とある転生者の話(第二部)
第十九話 ヒビキvs裏アユム
side:アユム
「いけ!エイパム!!」
ヒビキの先手はエイパム。
…あれ?エイパム?
「さて、ボクは誰を出そうかしらね…」
ガタガタと主張するプレミアボール。
「なんだい、お前も腹が立ったのか?」
更にガタつく。
「仕方ないな、相棒、頼んだ!」
「えっとあれは…」
ヒビキが図鑑を取り出す。
ハッサムを知らないのか。
「ハッサムか…カッコいいな」
『……男に言われても嬉しくない』
「女ならいいのか?」
『…あまり人間に言われるのは嫌だな』
「結局嫌なのか」
可愛くねーの。
「ほ、ホントに話せるの?」
「まぁな。

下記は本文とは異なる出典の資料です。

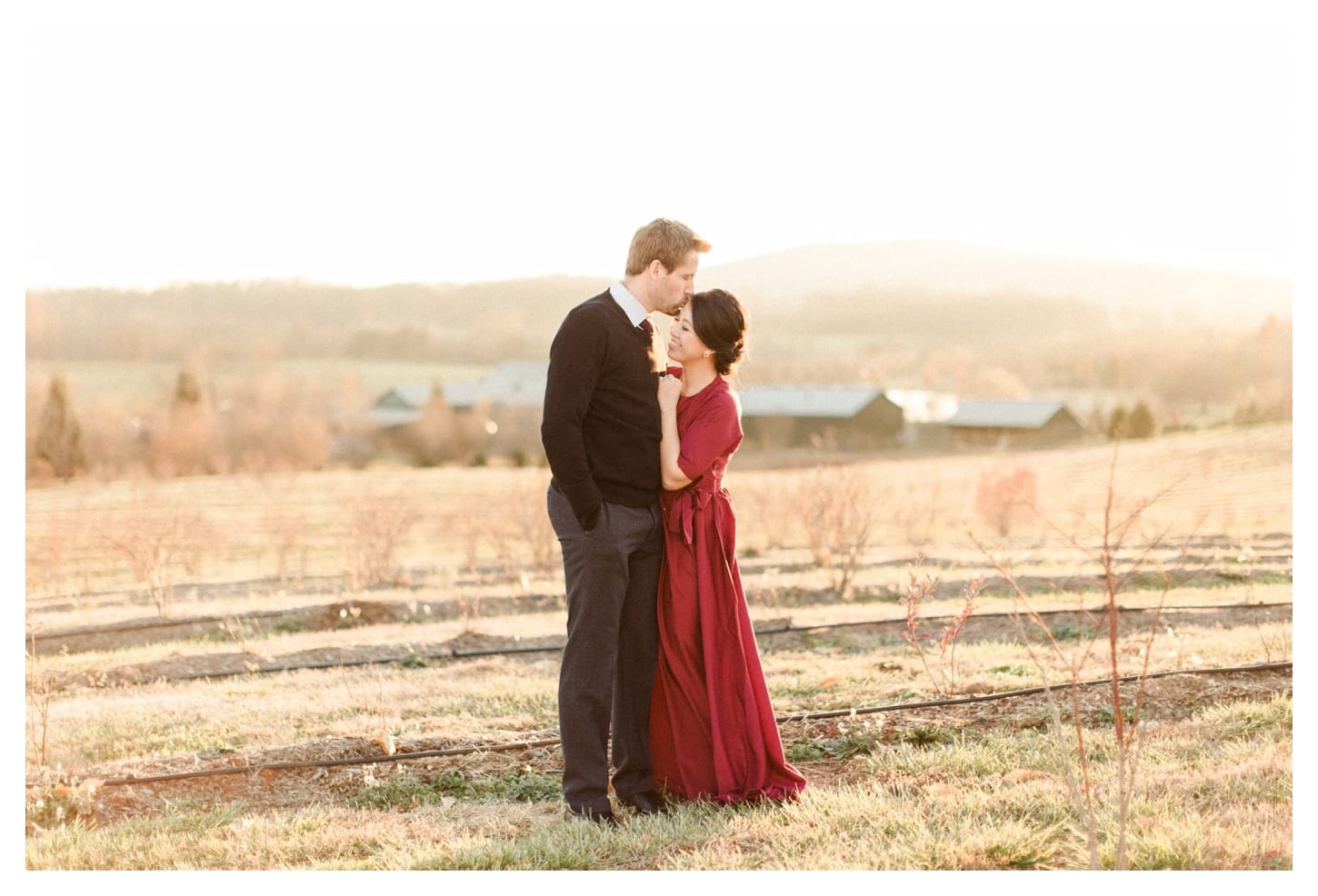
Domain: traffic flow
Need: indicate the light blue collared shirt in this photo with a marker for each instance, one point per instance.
(629, 304)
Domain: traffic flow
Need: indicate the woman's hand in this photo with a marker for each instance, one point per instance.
(670, 389)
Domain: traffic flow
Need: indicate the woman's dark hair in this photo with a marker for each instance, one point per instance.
(720, 322)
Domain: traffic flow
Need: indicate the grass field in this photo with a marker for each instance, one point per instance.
(357, 670)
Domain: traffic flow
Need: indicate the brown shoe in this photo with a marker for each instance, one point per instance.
(647, 802)
(604, 819)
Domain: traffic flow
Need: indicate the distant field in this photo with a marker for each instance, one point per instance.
(153, 381)
(357, 670)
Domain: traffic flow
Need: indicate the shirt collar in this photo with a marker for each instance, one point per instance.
(629, 304)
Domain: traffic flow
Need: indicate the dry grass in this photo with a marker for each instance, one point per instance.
(975, 785)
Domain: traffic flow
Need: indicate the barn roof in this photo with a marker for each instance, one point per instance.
(807, 401)
(402, 403)
(1001, 413)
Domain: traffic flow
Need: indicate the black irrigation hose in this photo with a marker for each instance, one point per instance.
(793, 717)
(781, 630)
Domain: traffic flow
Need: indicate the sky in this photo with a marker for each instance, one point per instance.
(167, 149)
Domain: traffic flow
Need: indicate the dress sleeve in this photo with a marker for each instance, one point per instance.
(711, 433)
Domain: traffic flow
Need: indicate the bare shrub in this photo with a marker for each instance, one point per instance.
(524, 533)
(377, 524)
(1116, 567)
(838, 514)
(285, 529)
(160, 542)
(1004, 495)
(923, 585)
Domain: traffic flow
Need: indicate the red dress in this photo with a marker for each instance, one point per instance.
(712, 729)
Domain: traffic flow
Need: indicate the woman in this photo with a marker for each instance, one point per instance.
(712, 729)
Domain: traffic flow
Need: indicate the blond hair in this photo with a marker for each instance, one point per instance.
(665, 242)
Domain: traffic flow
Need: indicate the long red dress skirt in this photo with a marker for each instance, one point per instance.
(712, 729)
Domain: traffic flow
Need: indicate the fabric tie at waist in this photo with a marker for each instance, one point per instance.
(682, 513)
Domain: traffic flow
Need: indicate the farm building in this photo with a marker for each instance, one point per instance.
(498, 414)
(819, 416)
(401, 404)
(998, 422)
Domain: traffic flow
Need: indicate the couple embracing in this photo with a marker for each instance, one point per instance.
(661, 659)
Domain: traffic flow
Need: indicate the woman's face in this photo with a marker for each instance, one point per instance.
(683, 343)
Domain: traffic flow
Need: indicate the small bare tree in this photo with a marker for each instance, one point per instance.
(1113, 533)
(157, 544)
(838, 517)
(377, 524)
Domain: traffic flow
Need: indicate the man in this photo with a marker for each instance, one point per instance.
(601, 438)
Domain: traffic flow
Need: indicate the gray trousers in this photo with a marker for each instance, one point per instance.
(608, 671)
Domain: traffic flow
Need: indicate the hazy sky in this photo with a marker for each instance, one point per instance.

ハッサムは男に好かれても嬉しくないとさ」
「きっとオスなんだね」
いや、そういう事じゃないが。
「先手必勝!エイパム、引っ掻け!」
ぱむー
エイパムはハッサムに向かって走ってくる。
その技を全て避けながらハッサムが小声で話してきた。
『…子守りは苦手だ』
「じゃあ出てくんなよ」
『腹が立ったんだ』
「お前じゃなくてもお嬢がいたから平気だってのに」
『…なぁ、上げて落とすのありか?』
「ぶん投げて地面にめり込ませる方の上げて落とすならありだな」
『…ちっ、こいつの相棒真面目にやるからさせてくれ』
「仕方ないな、…許す、やれ」
その言葉の後、避けるのを失敗したかのように装い、わざと背中に攻撃を受けた。